Another area that seemed lacking, and uncharacteristically so for Guild Wars 2, is story.  There was a smattering of dialogue by NPCs and that’s about it. Even then you only heard the story line dialogue if you happened to be in the right place at the right time.


Where the entire even took a turn for the better is the last big world event.  It was announced on the web site ahead of time and broadcast via email in game.  It was the one and only chance to kill an Ancient Karka.  It was a battle that involved using hot geysers as make shift mortars, using volcanic gas as makeshift bombs and fighting off endless waves of minions that would have made the cast of Starship Troopers feel right at home. The large crowd that gathered brought back memories of the days in WoW when Molten Core was the biggest that Blizzard had to offer and it took 40 people to take down the boss. The fight stretched across half of the island.  What is more, everyone stayed for the full three hours that it took to heard the building sized beast to its death.


The last world event was not without its pitfalls however. Half way through the I switched to a computer that was well above the minimum specifications, but not what players would consider a “high end machine”.  At that point it  became obvious that Guild Wars 2 did not handle large crowds of players well.  At this point the long battle literally became a slide show as frame rates drop down to as little as three frames per second. This caused what appeared to invisible “adds” fighting players, when it was simply the result of computers struggling to keep up with the job of rendering, even with all of the settings turned down as low as possible. Unfortunately this was also the weekend of a free trial and more than once I heard prospective new players decry the effect of the game on their machine. This is little doubt that Guild Wars 2 is stunning, and we are blessed with access to a computer that will handle it well.  But as we have said time and again, playability and performance is a lot more important than looks.

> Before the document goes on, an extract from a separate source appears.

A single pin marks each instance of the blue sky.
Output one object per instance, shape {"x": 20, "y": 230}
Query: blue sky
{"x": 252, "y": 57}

We think of it this way.  Back in high school the good looking girls got all the dates. But after you mature, it becomes apparent that men DO makes passes at girls who wear glasses and are the sort who get taken home to mother. Likewise, when computer generated graphics came to the movies, special effects filled the seats. Those of you who have seen the latest Bond movie “Skyfall” will have noticed a return to basics – no special gadgets – just a gun and a radio. Games seemed to have taken the same trend as movies.  Beautiful graphics may sell the tickets,  but they won’t continue to pay the bills after the first few months without content. In the end it would have been much better if ArenaNet had held on to the content they developed for Lost Shores longer. put in more effort, and released it as paid downloadable content.  Take a tip from Turbine devs at ArenaNet – it works for them it will work for you.